One of the reasons classifying an individual holobiont into an enterotype is complicated is that the groups are not the nothing/either/or/both of blood types but a description of a dense population of microbes that—just like a city—experience some areas of sprawl with a concentrated and (according to the theory) classifiable urban center. Enterotypes are defined as a dominant presence of a specific genus of microbes[2]. The team of researchers who first characterized enterotypes found that three genera seemed to be the loci of enterotypes: Bacteriodes, Prevotella, and Ruminococcus[ii]. Each of these has genes that code for specialized ability to process certain energy currency, and thus, we can use them to generally describe the functionality of the ecosystem. Bacteriodes have more genes that enable them to better extract energy from carbohydrates and protein through fermentation and are associated with a high fat/high protein diet. Prevotella and Ruminococcus both have a capability to degrade carbohydrates in the mucus (mucin) in the gut and are associated with diets that are heavy in plant matter[iii]. The latter (a more rare enterotype) also has more membrane transporters for sugars on their cells.

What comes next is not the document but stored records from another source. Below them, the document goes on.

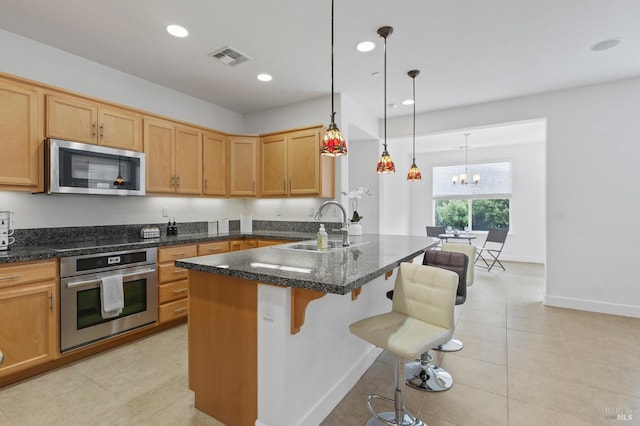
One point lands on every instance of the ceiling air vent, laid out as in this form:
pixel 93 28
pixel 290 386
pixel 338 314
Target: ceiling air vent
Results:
pixel 230 56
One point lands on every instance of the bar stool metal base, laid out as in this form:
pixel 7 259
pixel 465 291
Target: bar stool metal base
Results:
pixel 453 345
pixel 390 416
pixel 425 376
pixel 400 416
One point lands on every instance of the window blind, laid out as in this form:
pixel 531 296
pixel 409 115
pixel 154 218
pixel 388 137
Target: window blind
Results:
pixel 495 181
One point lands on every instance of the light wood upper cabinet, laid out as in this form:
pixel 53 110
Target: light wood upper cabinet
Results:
pixel 21 114
pixel 275 180
pixel 173 156
pixel 292 165
pixel 215 158
pixel 119 128
pixel 159 138
pixel 243 166
pixel 188 160
pixel 81 120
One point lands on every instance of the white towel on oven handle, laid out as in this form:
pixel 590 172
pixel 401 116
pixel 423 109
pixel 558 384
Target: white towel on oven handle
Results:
pixel 111 296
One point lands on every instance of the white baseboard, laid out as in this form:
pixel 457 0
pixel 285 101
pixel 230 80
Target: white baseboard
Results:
pixel 592 306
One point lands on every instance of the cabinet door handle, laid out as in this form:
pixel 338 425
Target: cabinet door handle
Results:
pixel 9 277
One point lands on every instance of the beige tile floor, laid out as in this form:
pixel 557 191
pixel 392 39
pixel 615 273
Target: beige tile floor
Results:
pixel 523 364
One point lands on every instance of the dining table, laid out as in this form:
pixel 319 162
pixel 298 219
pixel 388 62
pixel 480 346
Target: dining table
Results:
pixel 461 236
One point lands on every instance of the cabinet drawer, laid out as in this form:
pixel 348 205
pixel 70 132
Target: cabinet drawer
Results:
pixel 213 248
pixel 173 310
pixel 28 272
pixel 167 254
pixel 169 272
pixel 173 291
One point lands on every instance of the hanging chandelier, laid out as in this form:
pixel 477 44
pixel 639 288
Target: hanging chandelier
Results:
pixel 462 178
pixel 333 143
pixel 385 163
pixel 414 172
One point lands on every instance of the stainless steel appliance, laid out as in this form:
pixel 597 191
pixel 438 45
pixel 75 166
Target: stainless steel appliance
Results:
pixel 81 321
pixel 81 168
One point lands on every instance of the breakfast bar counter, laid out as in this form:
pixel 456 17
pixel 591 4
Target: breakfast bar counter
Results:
pixel 268 327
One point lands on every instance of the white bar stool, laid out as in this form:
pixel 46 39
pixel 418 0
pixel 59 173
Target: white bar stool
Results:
pixel 422 317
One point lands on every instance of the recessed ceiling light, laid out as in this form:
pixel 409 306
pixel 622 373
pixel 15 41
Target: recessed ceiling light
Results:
pixel 177 31
pixel 366 46
pixel 606 44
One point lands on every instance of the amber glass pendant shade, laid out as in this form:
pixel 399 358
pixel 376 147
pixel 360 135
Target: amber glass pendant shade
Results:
pixel 385 163
pixel 414 173
pixel 333 143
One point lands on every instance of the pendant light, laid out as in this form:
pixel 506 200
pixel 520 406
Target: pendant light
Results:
pixel 414 172
pixel 462 178
pixel 385 163
pixel 333 143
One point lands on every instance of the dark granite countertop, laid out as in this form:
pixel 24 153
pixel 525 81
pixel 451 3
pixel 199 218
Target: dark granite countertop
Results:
pixel 102 245
pixel 337 271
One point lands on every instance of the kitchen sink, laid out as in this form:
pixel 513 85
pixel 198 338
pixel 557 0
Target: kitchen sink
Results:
pixel 311 245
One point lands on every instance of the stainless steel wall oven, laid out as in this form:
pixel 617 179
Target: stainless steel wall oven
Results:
pixel 81 319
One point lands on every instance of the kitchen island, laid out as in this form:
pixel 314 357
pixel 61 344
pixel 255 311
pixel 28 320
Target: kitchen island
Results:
pixel 268 328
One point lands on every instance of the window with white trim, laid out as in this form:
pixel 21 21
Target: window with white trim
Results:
pixel 472 206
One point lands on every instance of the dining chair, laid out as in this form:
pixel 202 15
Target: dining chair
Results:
pixel 492 248
pixel 435 232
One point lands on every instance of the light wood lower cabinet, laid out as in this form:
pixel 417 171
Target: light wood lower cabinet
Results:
pixel 28 312
pixel 173 282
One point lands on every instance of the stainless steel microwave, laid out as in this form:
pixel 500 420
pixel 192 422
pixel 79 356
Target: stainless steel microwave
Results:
pixel 80 168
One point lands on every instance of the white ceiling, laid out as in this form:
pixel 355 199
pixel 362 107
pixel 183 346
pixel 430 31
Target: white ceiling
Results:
pixel 468 52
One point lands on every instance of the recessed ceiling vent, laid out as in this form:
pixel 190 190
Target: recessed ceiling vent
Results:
pixel 230 56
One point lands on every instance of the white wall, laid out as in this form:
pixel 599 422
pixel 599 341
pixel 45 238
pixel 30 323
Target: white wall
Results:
pixel 591 161
pixel 38 62
pixel 45 64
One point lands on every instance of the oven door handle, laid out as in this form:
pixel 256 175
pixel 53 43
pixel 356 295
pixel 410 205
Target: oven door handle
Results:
pixel 86 283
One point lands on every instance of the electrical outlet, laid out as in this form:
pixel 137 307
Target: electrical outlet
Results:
pixel 267 309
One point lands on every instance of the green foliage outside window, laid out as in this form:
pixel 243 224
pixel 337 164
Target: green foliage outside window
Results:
pixel 485 214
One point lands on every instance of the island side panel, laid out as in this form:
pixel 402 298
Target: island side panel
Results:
pixel 223 347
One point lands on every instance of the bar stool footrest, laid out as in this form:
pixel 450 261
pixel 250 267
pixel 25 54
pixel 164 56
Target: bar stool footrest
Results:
pixel 388 417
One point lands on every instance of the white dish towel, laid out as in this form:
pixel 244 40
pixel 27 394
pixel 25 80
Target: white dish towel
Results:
pixel 111 296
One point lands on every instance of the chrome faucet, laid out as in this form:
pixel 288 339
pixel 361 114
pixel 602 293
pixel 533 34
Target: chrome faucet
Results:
pixel 345 223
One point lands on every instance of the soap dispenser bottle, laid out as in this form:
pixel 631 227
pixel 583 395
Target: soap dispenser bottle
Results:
pixel 322 238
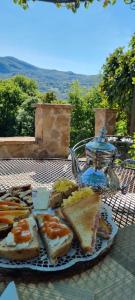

Scientists are still not completely clear on what drives these clusters; some claim that long-term diet[iv] has a huge effect while others claim that method of initial inoculation[v] matters more. Both of these claims may be correct in part. For example, one study of the microbiota of children from Europe (chosen to represent the modern Western diet) versus the microbiota of children in the rural African village of Burkina Faso (chosen to represent the diets of ancient humans) showed that the European children fell into the enterotype most associated with a high fat, high animal protein diets (Bacteroides) while the Burkina Faso children’s enterotype was that associated with high carbohydrate, plant-based diet with low animal protein and dairy (Prevotella)[vi]; further the microbes from breastfed babies in both groups were similar to each other and not to their solid food-eating siblings, thus demonstrating that diet (and not environment) was the driving factor in establishing enterotypes [3].